Missing Alarms for Transient Edge Failover or BGP Flap Events
search cancel

Missing Alarms for Transient Edge Failover or BGP Flap Events

book

Article ID: 425005

calendar_today

Updated On:

Products

VMware NSX

Issue/Introduction

NSX-T Edge node events, including failovers and Border Gateway Protocol (BGP) flaps, may not trigger visible alarms in the NSX Manager dashboard . While these events are recorded in Edge syslogs, the NSX Manager UI may show no logs or alarms related to the event

  • Edge VMs failover to another node in the same cluster, but the event is missing from the NSX Manager alarm log
  • BGP neighbor status transitions from Established to Down and back to Established within a short duration
  • Edge syslogs contain the following status reports, but the NSX Manager dashboard remains empty:
    • Alarm for BGP [IP_ADDRESS], peer_uuid: [UUID] ... state=BGP_DOWN
    • Alarm for BGP [IP_ADDRESS], peer_uuid: [UUID] ... state=BGP_UP

Environment

VMware NSX

VMware NSX-T Datacenter

Cause

The NSX Alarm Framework utilizes a sampling interval of approximately 60 seconds for BGP and Edge health monitoring .
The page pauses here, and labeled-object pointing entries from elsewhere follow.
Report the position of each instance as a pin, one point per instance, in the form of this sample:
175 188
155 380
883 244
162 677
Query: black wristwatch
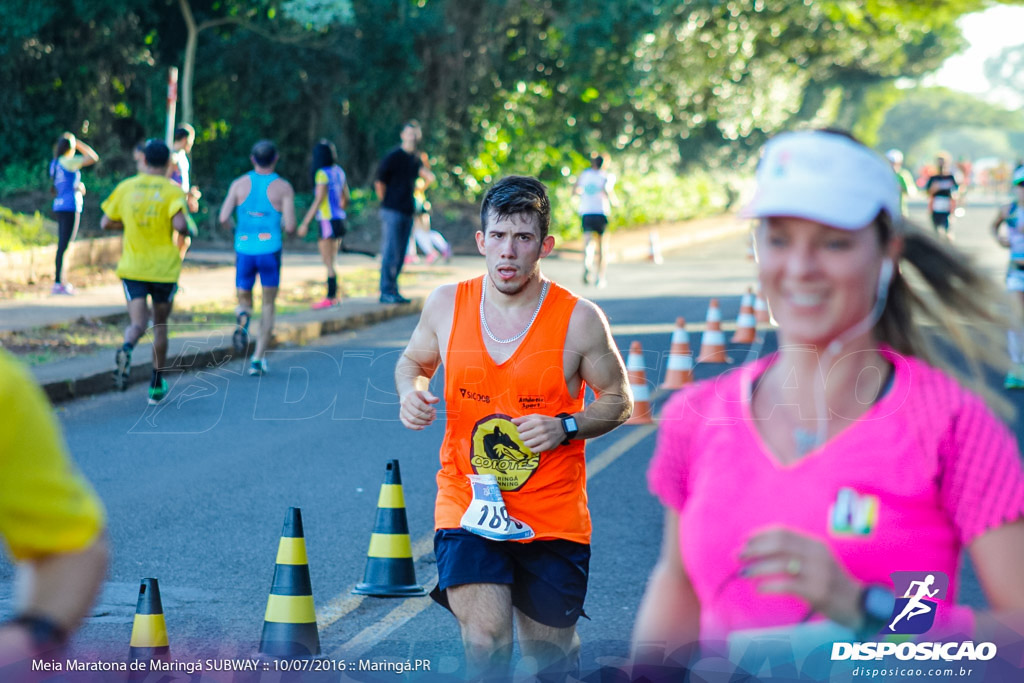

  • Sampling Interval: If a status change (e.g., UP -> DOWN -> UP) occurs and resolves within a single 60-second sampling window, the manager does not raise a formal alarm because the status appears healthy during the next scheduled polling check.
  • Context Reports: NSX utilizes 'Context Reports' to track rapid status transitions (flipping) internally without flooding the dashboard UI with frequent, short-lived notifications

Resolution

This is a condition that may occur in a VMware NSX environment.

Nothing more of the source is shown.